After years of struggling to reclaim its place in the ultra-competitive smartphone market, Blackberry announced yesterday that it would consider a sale. The beleaguered handset maker has formed a special committee that will explore value-generating alternatives, such as a joint-venture, a partnership, or a break up – but Blackberry may have already crossed the point of no return.
“Unable to match Apple's iPhone for cool or the sheer range of devices from Samsung and others using Google's Android mobile system, [Blackberry’s] market share has collapsed from close to 50 percent in the US in 2009 to less than 3 percent, according to figures released last week by the analyst IDC,” stated The Guardian.
That 3 percent market share places Blackberry in fourth place – behind Android, Apple, and the increasingly popular Windows Phone platform. As Blackberry’s market share evaporated, so did profitability. The business-oriented tech company went from raking in billions to bleeding millions.
“BlackBerry, which changed its name from Research in Motion earlier this year in a different bid to restyle the ailing company, experienced a 93 percent drop in share price during the past five years.

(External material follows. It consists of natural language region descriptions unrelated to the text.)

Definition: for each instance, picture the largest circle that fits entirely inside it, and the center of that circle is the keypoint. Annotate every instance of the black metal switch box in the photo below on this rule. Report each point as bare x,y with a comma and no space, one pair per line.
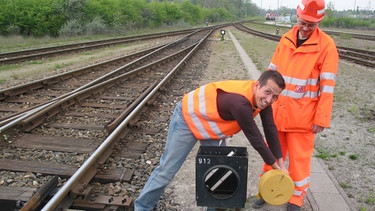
221,176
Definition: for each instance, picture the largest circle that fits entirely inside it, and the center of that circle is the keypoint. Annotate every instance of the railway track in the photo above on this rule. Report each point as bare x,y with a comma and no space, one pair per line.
358,56
73,134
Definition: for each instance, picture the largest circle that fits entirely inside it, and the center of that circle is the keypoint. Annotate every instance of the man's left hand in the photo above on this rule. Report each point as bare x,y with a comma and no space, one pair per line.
317,128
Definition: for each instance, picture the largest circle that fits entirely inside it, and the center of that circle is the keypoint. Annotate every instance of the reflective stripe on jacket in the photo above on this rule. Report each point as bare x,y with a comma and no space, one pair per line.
199,108
310,73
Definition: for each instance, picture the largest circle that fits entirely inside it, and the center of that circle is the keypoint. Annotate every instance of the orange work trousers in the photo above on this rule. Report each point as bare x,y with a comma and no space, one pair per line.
298,148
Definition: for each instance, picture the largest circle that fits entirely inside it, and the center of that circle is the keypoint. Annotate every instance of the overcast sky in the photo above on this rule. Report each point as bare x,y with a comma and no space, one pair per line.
339,4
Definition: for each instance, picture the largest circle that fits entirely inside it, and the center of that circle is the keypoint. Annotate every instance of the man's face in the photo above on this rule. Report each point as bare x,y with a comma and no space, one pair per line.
306,28
267,94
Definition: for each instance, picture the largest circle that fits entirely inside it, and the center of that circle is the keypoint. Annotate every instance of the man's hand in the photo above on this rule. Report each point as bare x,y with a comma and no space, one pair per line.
317,129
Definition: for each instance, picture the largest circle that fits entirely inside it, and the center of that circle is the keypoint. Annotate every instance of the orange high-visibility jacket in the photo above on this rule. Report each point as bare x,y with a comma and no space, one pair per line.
199,108
310,76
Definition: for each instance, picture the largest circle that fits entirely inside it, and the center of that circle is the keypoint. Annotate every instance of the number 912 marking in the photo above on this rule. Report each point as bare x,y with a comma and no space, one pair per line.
204,161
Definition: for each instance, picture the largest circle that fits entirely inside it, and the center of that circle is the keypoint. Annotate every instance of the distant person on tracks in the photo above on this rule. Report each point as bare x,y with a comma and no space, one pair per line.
210,114
308,60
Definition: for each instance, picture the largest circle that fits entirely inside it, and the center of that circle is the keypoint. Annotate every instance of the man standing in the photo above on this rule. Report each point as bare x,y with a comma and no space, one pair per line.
308,60
210,114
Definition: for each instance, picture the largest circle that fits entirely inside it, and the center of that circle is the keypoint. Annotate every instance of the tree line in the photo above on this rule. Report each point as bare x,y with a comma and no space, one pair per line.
81,17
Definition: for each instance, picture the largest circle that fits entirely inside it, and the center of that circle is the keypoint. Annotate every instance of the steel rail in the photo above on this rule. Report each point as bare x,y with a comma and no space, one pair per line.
58,197
6,124
46,112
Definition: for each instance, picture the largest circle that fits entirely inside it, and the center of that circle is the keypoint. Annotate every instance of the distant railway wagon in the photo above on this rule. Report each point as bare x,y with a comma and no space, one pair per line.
270,16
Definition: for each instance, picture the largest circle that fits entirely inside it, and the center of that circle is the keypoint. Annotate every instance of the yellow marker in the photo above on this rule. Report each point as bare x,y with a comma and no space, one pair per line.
276,187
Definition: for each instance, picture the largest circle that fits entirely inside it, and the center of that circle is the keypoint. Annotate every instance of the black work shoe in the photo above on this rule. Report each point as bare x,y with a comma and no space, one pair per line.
259,203
293,207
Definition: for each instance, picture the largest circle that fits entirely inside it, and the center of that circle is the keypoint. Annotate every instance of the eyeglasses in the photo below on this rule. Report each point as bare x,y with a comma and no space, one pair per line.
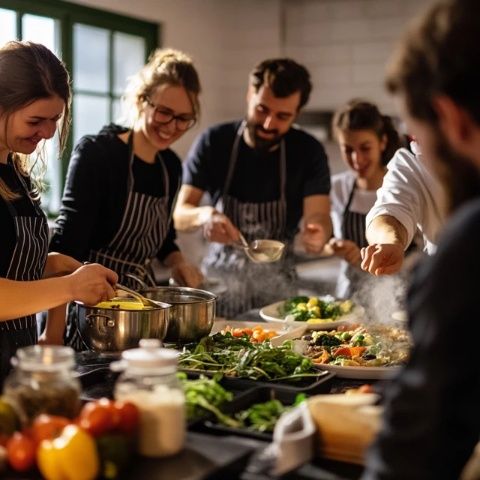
164,116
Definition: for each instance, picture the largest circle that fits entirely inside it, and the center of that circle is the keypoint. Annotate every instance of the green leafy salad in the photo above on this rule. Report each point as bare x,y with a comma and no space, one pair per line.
315,309
239,357
206,395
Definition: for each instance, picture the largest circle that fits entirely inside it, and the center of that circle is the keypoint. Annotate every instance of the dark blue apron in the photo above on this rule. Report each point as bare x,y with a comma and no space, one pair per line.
252,285
143,229
27,263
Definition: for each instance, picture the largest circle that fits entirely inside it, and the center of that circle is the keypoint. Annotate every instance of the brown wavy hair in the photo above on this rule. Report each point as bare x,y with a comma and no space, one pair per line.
360,114
164,67
29,72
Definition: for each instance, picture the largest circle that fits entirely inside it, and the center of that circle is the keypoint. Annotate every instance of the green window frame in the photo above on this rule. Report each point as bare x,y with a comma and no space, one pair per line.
67,15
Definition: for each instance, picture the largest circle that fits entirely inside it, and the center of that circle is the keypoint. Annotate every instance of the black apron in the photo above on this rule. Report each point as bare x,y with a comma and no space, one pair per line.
143,229
27,263
252,285
353,228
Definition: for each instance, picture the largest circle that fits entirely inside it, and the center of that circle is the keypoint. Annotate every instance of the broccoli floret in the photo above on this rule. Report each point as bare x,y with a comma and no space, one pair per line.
326,340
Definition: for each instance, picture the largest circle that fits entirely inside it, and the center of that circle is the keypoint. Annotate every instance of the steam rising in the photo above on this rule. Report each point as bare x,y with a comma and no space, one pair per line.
381,297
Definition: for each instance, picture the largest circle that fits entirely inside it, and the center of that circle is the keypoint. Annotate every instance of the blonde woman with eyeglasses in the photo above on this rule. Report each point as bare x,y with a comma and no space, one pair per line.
122,183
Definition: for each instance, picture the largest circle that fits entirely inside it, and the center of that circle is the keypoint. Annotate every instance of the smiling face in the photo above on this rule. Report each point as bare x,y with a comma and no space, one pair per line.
362,152
269,117
22,130
170,99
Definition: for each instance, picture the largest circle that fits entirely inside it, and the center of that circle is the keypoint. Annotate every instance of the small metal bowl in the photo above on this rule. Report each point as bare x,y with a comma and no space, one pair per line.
191,314
265,251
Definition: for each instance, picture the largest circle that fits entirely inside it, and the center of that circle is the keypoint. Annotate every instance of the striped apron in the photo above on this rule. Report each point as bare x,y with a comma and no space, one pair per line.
143,229
353,228
27,263
252,285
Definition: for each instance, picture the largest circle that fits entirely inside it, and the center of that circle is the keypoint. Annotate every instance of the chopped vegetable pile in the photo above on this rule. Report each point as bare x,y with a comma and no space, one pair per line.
348,347
315,309
239,357
255,334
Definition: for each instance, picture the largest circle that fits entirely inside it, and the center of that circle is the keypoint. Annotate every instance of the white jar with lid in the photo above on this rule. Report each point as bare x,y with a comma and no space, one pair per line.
149,380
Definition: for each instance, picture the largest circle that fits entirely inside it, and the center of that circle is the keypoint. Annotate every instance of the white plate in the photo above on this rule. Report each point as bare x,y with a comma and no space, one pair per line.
363,373
270,313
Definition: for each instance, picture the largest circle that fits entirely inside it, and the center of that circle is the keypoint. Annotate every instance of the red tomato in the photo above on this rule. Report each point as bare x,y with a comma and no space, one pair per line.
129,416
47,427
96,418
21,452
4,439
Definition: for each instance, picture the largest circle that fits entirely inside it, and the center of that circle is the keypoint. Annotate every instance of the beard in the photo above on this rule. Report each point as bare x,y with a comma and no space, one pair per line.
459,177
261,143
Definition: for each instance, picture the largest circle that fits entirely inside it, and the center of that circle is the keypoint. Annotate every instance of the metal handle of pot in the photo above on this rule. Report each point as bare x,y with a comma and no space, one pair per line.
91,317
142,284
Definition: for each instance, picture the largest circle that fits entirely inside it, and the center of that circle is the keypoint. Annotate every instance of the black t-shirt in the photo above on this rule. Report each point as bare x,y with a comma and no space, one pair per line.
256,176
23,207
432,419
96,193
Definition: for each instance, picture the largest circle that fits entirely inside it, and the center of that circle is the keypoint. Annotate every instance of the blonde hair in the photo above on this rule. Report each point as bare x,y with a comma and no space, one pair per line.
164,67
29,72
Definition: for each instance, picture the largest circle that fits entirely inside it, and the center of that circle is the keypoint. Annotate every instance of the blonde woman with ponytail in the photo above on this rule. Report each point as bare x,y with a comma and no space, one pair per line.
367,141
122,183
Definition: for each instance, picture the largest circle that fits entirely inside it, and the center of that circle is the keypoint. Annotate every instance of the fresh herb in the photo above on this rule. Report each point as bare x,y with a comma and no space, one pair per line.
262,417
305,308
205,395
238,357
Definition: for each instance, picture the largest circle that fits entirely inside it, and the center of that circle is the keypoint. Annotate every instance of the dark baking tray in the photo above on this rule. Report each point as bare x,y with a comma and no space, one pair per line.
242,402
321,383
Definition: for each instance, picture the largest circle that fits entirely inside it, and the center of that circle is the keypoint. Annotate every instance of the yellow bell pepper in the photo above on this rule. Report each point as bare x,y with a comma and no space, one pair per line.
71,456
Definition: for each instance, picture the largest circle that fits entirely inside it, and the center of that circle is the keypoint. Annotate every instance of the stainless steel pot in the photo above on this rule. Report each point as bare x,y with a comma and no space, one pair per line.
191,314
109,330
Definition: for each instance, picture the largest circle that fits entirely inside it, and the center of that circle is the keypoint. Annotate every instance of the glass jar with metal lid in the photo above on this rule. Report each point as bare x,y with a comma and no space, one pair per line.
43,382
149,380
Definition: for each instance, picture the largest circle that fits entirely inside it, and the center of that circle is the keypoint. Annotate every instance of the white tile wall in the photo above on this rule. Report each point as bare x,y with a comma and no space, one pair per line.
344,43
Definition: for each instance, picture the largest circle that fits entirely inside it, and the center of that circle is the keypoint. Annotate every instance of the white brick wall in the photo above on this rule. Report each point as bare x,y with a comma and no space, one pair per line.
344,43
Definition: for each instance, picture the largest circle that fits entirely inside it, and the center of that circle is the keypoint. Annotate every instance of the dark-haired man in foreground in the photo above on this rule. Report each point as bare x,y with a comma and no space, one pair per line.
432,418
263,175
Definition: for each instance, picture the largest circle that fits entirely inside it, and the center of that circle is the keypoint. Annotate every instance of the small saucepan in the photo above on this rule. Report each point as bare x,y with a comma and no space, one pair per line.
192,311
119,324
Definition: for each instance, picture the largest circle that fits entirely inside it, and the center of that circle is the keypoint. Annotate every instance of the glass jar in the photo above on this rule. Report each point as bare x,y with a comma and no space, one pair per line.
149,380
43,382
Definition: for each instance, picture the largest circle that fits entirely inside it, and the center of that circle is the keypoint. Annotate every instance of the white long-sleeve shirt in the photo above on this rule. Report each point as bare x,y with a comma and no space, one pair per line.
411,194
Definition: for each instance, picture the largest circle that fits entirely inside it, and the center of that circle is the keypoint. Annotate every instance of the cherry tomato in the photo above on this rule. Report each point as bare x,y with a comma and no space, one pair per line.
129,416
96,418
21,452
47,427
4,439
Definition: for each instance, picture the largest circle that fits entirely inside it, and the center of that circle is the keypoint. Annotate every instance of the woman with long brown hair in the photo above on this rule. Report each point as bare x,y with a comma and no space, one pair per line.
34,104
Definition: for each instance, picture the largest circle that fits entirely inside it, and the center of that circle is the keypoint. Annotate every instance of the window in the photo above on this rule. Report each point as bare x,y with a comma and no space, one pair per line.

And the company fell deeply into the red in 2012, posting a $646 million loss, in contrast to earning $3.5 billion just two years earlier,” said Forbes.
Blackberry also laid off 5000 employees in 2012. The most recent quarter results revealed losses of $84 million.
Many are left wondering who would be willing to buy (or partner with) a company that is in such dire straits.
“The obvious and troubling answer is that any one of the smartphone giants could buy it up and gut it for its patents,” reported CBC. “Still, that is like buying up a working factory and selling the machinery as scrap metal.”
Other smartphone markers already have their own buzz-worthy devices, so it is unlikely that a company like Samsung or HTC would risk buying Blackberry. Selling to an investment group is probably much more likely.
“Investors have speculated that an embattled BlackBerry may prove attractive to a private equity firm,” said The New York Times. “But that assumes a financial firm would be willing to shoulder the enormous risk that fixing a fading smartphone maker would entail. While Silver Lake is part of the duo trying to take Dell Inc. private, a private equity executive suggested that while corporations will always need personal computers, no one needs to buy a BlackBerry device.”
Blackberry’s stock price rose following the announcement that the company could be seeking a buyer. It has risen 12 percent in two days, to $10.93 per share – but still remains down 7.9 percent from last year.